Before we learn what is PySpark first understand what is Apache Spark? In simple words, Apache Spark is an open-source framework written in Scala for processing large datasets in a distributed manner (in a cluster). Spark runs 100 times faster than traditional processing due to its in-memory processing.
What is PySpark?
PySpark is a Python API for Apache Spark to process larger datasets in a distributed cluster. It is written in Python to run a Python application using Apache Spark capabilities.

As mentioned in the beginning, Spark basically is written in Scala, and due to its adaptation in industry, it’s equivalent PySpark API has been released for Python Py4J.
Py4J
is a Java library that is integrated within PySpark and allows python to dynamically interface with JVM objects, hence to run PySpark you also need Java to be installed along with Python, and Apache Spark.
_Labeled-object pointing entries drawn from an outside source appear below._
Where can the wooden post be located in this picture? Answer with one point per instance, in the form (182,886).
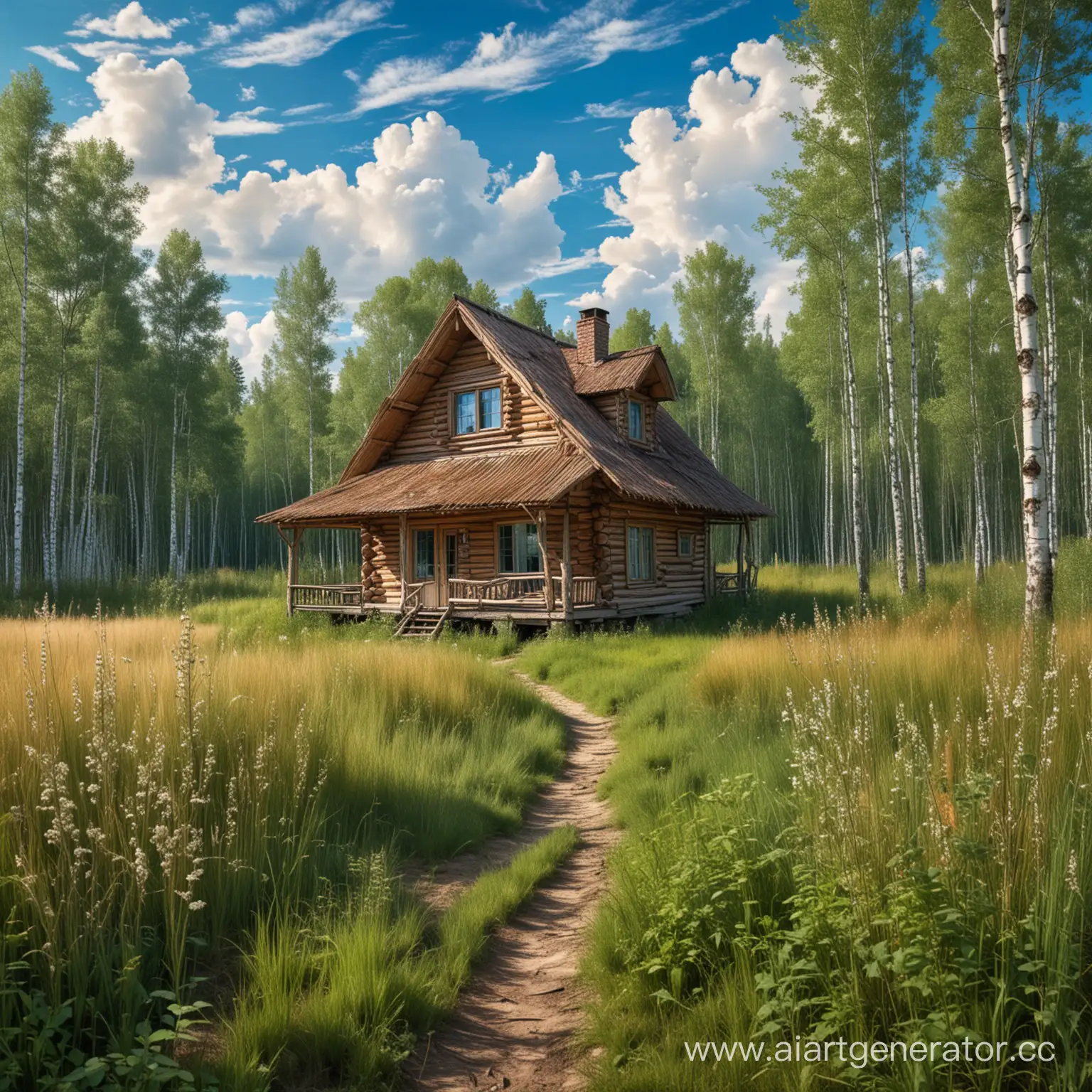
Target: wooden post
(566,566)
(403,555)
(710,564)
(747,555)
(297,533)
(544,554)
(739,560)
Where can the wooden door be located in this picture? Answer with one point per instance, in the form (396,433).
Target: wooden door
(425,569)
(449,564)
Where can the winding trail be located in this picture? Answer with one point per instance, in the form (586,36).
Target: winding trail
(515,1022)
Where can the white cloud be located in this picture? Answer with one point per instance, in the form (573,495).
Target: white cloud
(294,112)
(130,22)
(249,342)
(510,61)
(697,183)
(252,18)
(425,191)
(299,44)
(103,50)
(619,108)
(53,55)
(246,124)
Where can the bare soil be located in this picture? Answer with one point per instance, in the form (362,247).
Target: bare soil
(517,1020)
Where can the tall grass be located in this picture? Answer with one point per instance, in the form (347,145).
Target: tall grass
(342,995)
(873,829)
(160,793)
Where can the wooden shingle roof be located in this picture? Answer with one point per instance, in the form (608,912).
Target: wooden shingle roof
(533,476)
(676,474)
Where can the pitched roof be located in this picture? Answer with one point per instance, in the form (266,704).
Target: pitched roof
(678,474)
(533,476)
(621,372)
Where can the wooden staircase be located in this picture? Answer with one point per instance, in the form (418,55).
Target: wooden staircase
(424,623)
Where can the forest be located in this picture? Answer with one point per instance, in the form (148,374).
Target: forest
(888,422)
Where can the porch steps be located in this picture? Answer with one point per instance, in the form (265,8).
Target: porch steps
(424,623)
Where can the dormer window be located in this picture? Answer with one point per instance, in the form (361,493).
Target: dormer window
(478,411)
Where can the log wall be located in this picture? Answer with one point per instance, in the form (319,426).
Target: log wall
(430,432)
(597,522)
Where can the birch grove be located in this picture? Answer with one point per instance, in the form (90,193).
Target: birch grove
(132,444)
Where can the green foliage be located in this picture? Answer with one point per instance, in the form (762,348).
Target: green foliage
(529,309)
(635,331)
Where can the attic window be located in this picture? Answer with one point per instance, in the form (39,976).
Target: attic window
(476,411)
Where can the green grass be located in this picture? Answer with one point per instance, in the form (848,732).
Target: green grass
(165,788)
(341,996)
(875,829)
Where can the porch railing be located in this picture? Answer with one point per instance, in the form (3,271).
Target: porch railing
(525,589)
(737,583)
(584,591)
(324,596)
(414,596)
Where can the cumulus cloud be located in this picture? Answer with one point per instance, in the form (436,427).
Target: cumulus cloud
(425,191)
(130,22)
(299,44)
(294,112)
(53,55)
(509,60)
(249,341)
(698,181)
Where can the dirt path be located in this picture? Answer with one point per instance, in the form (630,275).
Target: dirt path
(515,1024)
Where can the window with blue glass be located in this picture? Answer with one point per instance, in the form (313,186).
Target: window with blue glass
(639,550)
(424,555)
(476,411)
(489,407)
(518,548)
(466,416)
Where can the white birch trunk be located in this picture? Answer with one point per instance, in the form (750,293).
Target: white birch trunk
(918,505)
(884,293)
(53,577)
(1039,592)
(860,546)
(21,413)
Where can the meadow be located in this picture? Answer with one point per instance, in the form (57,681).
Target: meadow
(872,829)
(205,827)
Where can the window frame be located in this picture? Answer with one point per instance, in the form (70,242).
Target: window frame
(417,578)
(639,528)
(500,554)
(478,392)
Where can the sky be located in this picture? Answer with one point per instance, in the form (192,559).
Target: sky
(581,149)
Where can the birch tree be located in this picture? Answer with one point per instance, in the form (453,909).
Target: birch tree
(1006,65)
(857,55)
(306,307)
(30,143)
(183,320)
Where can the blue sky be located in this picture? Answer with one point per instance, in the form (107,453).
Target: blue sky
(543,96)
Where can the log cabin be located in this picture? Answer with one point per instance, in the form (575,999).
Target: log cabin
(511,475)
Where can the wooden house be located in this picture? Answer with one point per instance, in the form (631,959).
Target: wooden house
(510,475)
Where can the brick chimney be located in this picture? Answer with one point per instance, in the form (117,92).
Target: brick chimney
(593,336)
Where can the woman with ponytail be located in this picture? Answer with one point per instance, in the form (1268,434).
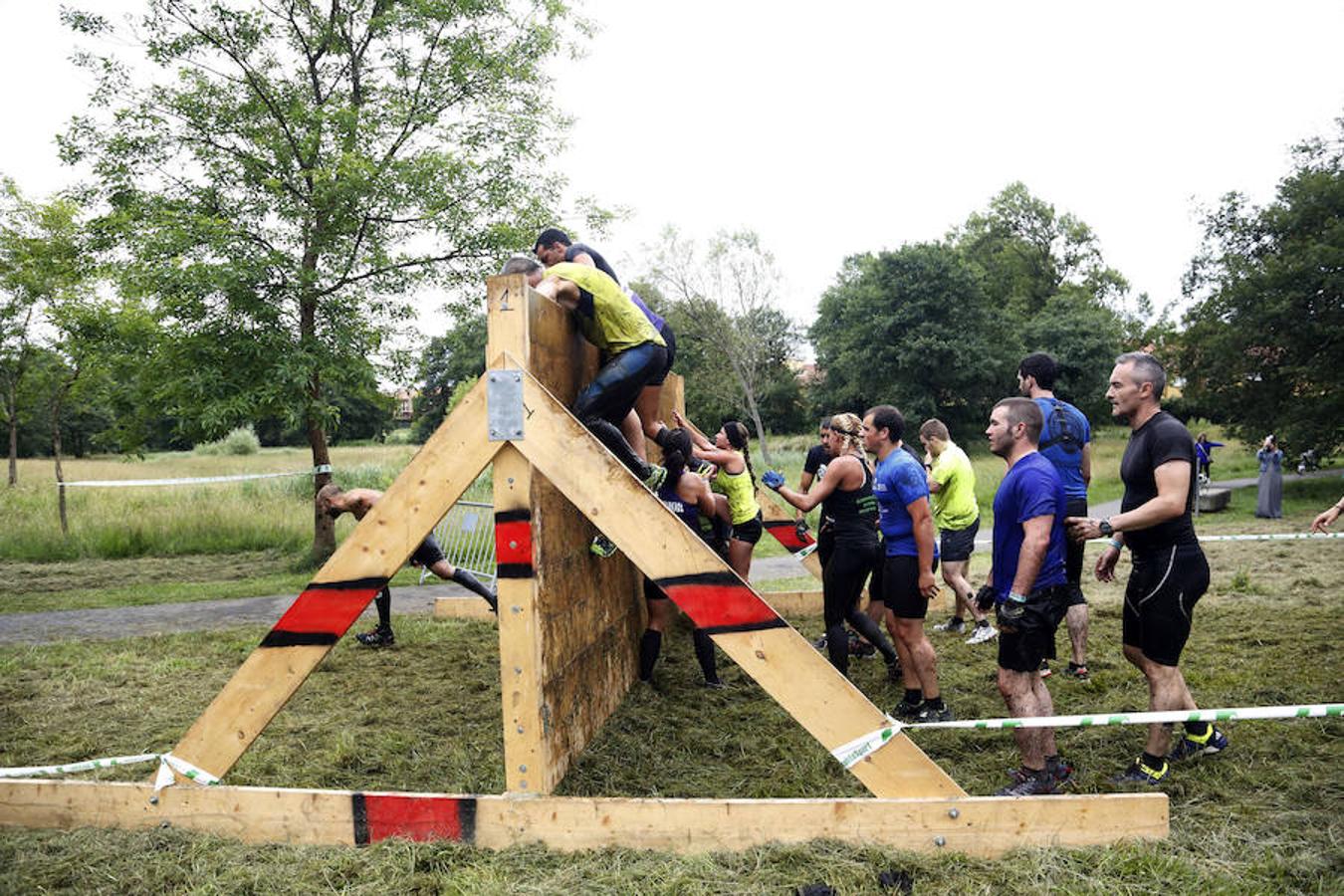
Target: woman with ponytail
(688,497)
(847,541)
(736,481)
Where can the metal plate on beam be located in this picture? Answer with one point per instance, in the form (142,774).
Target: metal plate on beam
(504,404)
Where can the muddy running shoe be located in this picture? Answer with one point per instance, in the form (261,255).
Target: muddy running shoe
(1140,773)
(928,712)
(657,474)
(379,637)
(859,648)
(1213,742)
(1077,673)
(1031,784)
(906,710)
(952,626)
(983,633)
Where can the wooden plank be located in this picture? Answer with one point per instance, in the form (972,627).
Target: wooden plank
(441,470)
(746,627)
(975,825)
(583,614)
(780,523)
Additionally, For the development, you can use Anaconda distribution (widely used in the Machine Learning community) which comes with a lot of useful tools like Spyder IDE, Jupyter notebook to run PySpark applications.
Who uses it?
PySpark is very well used in Data Science and Machine Learning community as there are many widely used data science libraries written in Python including NumPy, TensorFlow. PySpark brings robust and cost-effective ways to run machine learning applications on billions and trillions of data on distributed clusters 100 times faster than the traditional python applications.
PySpark has been used by many organizations like Amazon, Walmart, Trivago, Sanofi, Runtastic, and many more. PySpark also used in different sectors.
- Health
- Financials
- Education
- Entertainment
- Utilities
- E-commerce and many more
PySpark modules
- PySpark RDD (pyspark.RDD)
- PySpark DataFrame and SQL (pyspark.sql)
- PySpark Streaming (pyspark.streaming)
- PySpark MLib (pyspark.ml, pyspark.mllib)
- PySpark GraphFrames (GraphFrames)
- PySpark Resource (pyspark.resource) It’s new in PySpark 3.0
PySpark use case
Batch processing
PySpark RDD and DataFrame’s are used to process batch pipelines where you would need high throughput.
Realtime processing
PySpark Streaming is used to for real time processing.
Machine Learning
PySpark ML and MLlib is used for machine learning.
Graph processing
PySpark GraphX and GraphFrames are used for Graph processing.